La presse, une nouvelle Curie ?
Philippe Brindet
16 février 2009


Depuis l'affaire Williamson, la presse semble avoir décidé de prendre le contrôle des affaires du Saint-Siège. Taxé d'incompétence, de sénilité, de complicité, de crime, et de que sais-je encore, le Pape est sommé d'exécuter des actes de gouvernement par la Presse, et enfin de démissionner pour raison de sénilité. Parmi les attaques les plus bestiales, on peut attribuer la palme d'infamie à un journaliste, écrivant dans l'un des quatre quotidiens nationaux en France, atteint lui-même depuis longtemps par la limite d'âge d'ailleurs, et qui doit une grande partie de sa carrière au fait que, selon Wikipédia, il est fils et petit-fils de notables enrichis dans le commerce du vin. Tout ceci le qualifie particulièrement pour donner des leçons de maintien au Pape qui, lui, est le fils d'une cuisinière d'auberge.

On apprend avec peine en lisant le quotidien du sbire en question que l'évêque autrichien, rejeté par le clergé pour des raisons de défaut de correction politique, venait d'obtenir la résignation de sa nomination.

Les hurlements frénétiques des médias, qui remplacent avantageusement les hordes de "braves gens" manipulés par les anti-cléricaux, façon "1789" ou "1870", seront donc finalement parvenus à obtenir un repli tactique de Benoît XVI sur de nombreux points. Les intégristes se trouvent dans une situation difficile entre l'amorce d'un dialogue de réconciliation avec Rome et ... le néant, et les fidèles au Pape qui voulaient suivre la voie de la réforme esquissée par Benoît XVI qui se voient contraints à rentrer dans les rangs contrôlés par la faction progressiste des anti-cléricaux.
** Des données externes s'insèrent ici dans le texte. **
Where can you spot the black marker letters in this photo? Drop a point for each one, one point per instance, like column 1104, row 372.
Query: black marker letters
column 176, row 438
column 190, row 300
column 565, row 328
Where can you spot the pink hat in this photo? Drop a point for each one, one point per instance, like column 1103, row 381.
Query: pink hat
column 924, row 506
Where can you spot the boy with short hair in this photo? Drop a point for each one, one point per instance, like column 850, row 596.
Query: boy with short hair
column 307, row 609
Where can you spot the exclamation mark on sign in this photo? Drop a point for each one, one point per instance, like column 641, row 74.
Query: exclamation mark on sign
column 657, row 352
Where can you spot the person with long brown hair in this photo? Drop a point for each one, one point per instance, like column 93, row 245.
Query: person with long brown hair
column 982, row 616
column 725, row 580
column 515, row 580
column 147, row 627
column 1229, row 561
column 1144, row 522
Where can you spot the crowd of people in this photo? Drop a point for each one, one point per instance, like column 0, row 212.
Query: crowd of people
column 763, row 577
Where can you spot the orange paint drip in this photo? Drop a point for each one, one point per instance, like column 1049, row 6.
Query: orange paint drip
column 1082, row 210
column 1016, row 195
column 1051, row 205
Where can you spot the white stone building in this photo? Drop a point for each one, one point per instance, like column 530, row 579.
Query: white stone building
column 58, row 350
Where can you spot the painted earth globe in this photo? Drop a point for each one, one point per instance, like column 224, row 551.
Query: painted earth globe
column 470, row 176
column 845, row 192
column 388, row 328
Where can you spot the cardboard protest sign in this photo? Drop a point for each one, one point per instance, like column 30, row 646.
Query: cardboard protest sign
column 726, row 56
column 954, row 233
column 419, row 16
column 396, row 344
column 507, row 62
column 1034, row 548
On aura noté le poids particulièrement important dans la tempête contre le Saint-Siège de la revue allemande Der Spiegel, entraînée dans une opération ténébreuse par plusieurs de ses journalistes spécialisés dans les matières religieuses. Ces individus entretiennent tous des liens avec des organisations mixtes de catholiques progressistes et de protestants, attachés à la disparition de la Papauté.

On aura noté l'improbable rencontre entre l'affaire Williamson et la levée des effets du décret d'excommunication des évêques lefebvriens. Cette affaire Williamson n'est dans le fond que la délation par la presse d'une apologie de crime, provoquée et diffusée par la télévision publique d'un Etat dans lequel le protestantisme est religion d'Etat, cette religion s'entendant essentiellement de l'anti-papisme, même si la faiblesse contemporaine de cette institution a conduit beaucoup de luthériens à appliquer leurs efforts à d'autres sujets plus productifs.

Il faut se souvenir que Saint Pie VI est mort d'épuisement entre les mains des soldats de la Révolution française lors de sa déportation il y a à peine plus de deux siècles, Rome ayant été conquise et pillée par les Jacobins. Son successeur, Pie VII, a été lui-même déporté par Napoléon Ier et n'a été libéré de sa déportation à Fontainebleau qu'à la fin de l'épopée de l'Empereur.

Plus près de nous encore, le Bienheureux Pie IX - il est béatifié le 3 septembre 2000 par Jean-Paul II, les chrétiens devraient s'en souvenir - avait fuit les assassins armés par Mazzini à Rome en 1848 et y fut seulement rétabli en 1850 par les troupes françaises du général Oudinot, député de gauche de l'Assemblée Législative de 1848. Pie IX publia plus tard un Syllabus, honni de bien des ennemis de l'Eglise et dans lequel il condamnait cette erreur :
"XX. La puissance ecclésiastique ne doit pas exercer son autorité sans la permission et l'assentiment du gouvernement civil."
Tout se passe aujourd'hui comme si la puissance ecclésiastique devrait requérir la permission et l'assentiment ... des médias ! Que ces derniers se rassurent. Ils ont encore une longue carrière à mener avant d'obtenir une telle chose, même et, presque surtout, quand il leur semble avoir fait reculer le Pape.